Having a good evidence base doesn’t necessarily translate into its acknowledgement. One of the obstacles to successful implementation of the medical cannabis policy is the inadequate education of health professionals in this topic. The cannabis plant has been used medicinally for thousands of years but the discovery of the endocannabinoid system was only around 199213. This means that most specialist doctors already graduated from medical school by the time the endocannabinoid system was discovered, and they never learnt about what it does in the body and how it relates to diseases. Indeed, anecdotal evidence indicates that older doctors in senior positions greatly resist the use of medical cannabis, while young doctors express more interest8.

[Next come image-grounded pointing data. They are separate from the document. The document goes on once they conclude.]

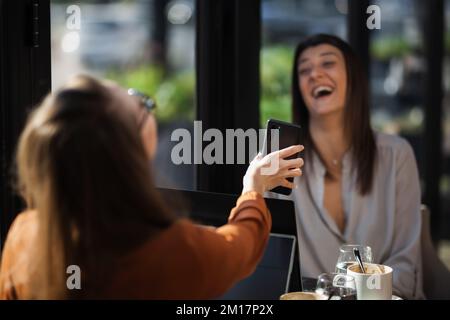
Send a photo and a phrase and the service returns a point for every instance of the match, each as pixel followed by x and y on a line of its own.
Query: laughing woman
pixel 360 187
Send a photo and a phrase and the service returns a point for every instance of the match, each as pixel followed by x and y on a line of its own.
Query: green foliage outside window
pixel 174 94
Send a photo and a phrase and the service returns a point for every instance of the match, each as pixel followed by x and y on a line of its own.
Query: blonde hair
pixel 82 166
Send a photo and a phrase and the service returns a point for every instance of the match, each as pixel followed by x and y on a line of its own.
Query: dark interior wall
pixel 24 80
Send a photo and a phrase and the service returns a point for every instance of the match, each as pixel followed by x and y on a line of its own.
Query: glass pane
pixel 445 179
pixel 145 44
pixel 284 24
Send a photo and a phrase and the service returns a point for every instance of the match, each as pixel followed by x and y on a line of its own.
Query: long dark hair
pixel 357 129
pixel 82 166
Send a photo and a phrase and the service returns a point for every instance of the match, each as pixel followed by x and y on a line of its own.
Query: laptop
pixel 279 270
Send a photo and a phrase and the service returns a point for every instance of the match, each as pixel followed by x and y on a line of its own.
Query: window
pixel 145 44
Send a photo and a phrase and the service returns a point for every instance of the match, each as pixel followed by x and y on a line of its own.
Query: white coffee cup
pixel 375 284
pixel 303 296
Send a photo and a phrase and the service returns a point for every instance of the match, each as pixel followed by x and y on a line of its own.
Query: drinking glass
pixel 347 258
pixel 336 286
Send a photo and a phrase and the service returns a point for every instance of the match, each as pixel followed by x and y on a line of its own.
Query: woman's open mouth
pixel 322 92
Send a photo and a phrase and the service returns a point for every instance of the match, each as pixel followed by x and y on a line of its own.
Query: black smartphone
pixel 288 134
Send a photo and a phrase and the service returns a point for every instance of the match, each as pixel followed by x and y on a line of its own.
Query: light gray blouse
pixel 387 219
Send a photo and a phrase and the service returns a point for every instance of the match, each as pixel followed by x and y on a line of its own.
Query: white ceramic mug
pixel 302 296
pixel 370 285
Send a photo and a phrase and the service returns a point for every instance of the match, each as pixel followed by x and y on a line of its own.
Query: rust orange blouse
pixel 186 261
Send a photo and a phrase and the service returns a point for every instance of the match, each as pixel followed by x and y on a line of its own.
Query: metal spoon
pixel 358 259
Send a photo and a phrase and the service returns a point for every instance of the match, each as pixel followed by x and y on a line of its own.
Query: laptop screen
pixel 279 269
pixel 272 275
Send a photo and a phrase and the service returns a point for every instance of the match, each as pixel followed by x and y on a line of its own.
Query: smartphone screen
pixel 288 135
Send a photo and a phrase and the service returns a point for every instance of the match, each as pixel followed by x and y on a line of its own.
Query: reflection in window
pixel 397 70
pixel 145 44
pixel 284 24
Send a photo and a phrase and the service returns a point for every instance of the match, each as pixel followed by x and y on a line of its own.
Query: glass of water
pixel 347 258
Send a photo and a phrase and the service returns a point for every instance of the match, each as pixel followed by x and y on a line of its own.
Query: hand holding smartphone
pixel 288 135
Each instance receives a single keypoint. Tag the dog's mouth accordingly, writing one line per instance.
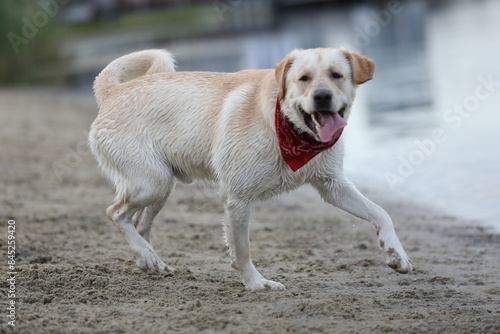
(325, 123)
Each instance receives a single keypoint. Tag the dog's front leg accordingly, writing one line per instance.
(344, 195)
(236, 228)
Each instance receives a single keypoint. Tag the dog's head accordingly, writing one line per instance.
(316, 88)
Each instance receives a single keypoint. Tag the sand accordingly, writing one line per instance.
(75, 273)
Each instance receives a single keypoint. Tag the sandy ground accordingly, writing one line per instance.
(76, 274)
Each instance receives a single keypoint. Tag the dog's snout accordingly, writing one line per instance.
(323, 95)
(322, 99)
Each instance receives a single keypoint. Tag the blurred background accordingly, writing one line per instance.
(425, 129)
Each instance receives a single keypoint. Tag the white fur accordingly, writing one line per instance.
(156, 127)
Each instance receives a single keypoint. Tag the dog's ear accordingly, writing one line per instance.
(362, 67)
(281, 71)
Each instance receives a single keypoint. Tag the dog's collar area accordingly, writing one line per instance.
(298, 149)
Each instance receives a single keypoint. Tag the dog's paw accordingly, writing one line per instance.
(148, 260)
(262, 283)
(398, 260)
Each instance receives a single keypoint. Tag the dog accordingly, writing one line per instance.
(256, 133)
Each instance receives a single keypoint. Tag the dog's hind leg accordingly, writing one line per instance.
(121, 214)
(140, 196)
(143, 219)
(236, 230)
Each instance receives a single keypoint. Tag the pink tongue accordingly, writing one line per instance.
(329, 124)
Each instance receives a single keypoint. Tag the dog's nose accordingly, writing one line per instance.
(323, 95)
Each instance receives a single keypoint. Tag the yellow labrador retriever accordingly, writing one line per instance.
(257, 133)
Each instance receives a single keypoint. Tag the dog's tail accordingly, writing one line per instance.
(130, 67)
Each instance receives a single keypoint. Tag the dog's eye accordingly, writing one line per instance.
(336, 75)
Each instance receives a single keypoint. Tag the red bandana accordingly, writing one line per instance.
(297, 150)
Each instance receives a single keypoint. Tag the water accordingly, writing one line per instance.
(426, 127)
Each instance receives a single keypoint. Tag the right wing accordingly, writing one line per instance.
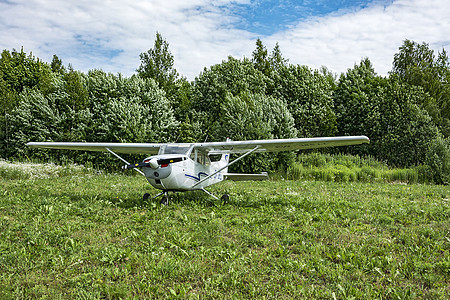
(137, 148)
(276, 145)
(244, 177)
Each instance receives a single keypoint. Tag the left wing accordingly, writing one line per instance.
(137, 148)
(276, 145)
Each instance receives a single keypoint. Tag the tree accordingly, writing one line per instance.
(416, 64)
(158, 63)
(386, 110)
(252, 117)
(308, 95)
(260, 58)
(231, 77)
(276, 59)
(56, 65)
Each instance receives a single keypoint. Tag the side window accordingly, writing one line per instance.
(200, 158)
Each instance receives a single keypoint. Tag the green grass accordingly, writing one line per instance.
(345, 168)
(79, 235)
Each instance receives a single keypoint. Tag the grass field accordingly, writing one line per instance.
(73, 234)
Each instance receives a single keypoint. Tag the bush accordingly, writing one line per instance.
(438, 160)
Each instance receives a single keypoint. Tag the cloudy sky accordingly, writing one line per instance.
(110, 34)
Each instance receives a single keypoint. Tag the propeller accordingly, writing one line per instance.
(155, 163)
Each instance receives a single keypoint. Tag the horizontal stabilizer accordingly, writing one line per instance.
(243, 177)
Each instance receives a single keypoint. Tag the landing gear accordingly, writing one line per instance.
(164, 200)
(225, 198)
(165, 197)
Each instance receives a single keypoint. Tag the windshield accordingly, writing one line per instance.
(175, 149)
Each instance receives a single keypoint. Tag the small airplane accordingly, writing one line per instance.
(178, 167)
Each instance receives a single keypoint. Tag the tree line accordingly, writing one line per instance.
(405, 114)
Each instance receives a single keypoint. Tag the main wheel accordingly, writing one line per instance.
(225, 198)
(165, 200)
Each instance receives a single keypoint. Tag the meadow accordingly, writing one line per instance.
(71, 232)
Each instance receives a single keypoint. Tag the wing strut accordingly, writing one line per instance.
(116, 155)
(226, 166)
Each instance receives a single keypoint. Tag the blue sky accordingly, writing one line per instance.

The CPD courses that doctors are required to take every year don’t cover anything on the pharmacology of cannabinoids. NHS England has developed an e-learning package14, however not all doctors are aware of its existence. It also doesn’t include guidance on available unlicensed products.   Yet, the dissemination of knowledge on medical cannabis to all healthcare professionals is highly important because the prescription of CBPMs isn’t up to individual doctors. Since the prescription of unlicensed medicines has to be cleared by local governance bodies, senior professionals also need to understand medical cannabis to support the prescription.

Conclusion: Rejection of discretion to prescribe

The medical cannabis policy in the UK isn’t designed to give doctors the resources and guidance to prescribe but is designed to give them the discretion to prescribe. This leaves doctors with a lot of liability in terms of the safety and wellbeing of their patients. Consequently, given the contrasting narratives of cannabis, its insufficient evidence base and the lack of medical training in this matter, medical professionals prefer not to prescribe CBPMs. This preference comes as a professional choice since they act according to their professional ideologies15, which is not doing something that has a potential to harm. In turn, doctors’ rejection to use their discretion has been legitimised within the professional community. This situation shouldn’t come as a surprise to policymakers who ignored the consequences of their previous policies in terms of the bias it created on individuals and the impact it had on research.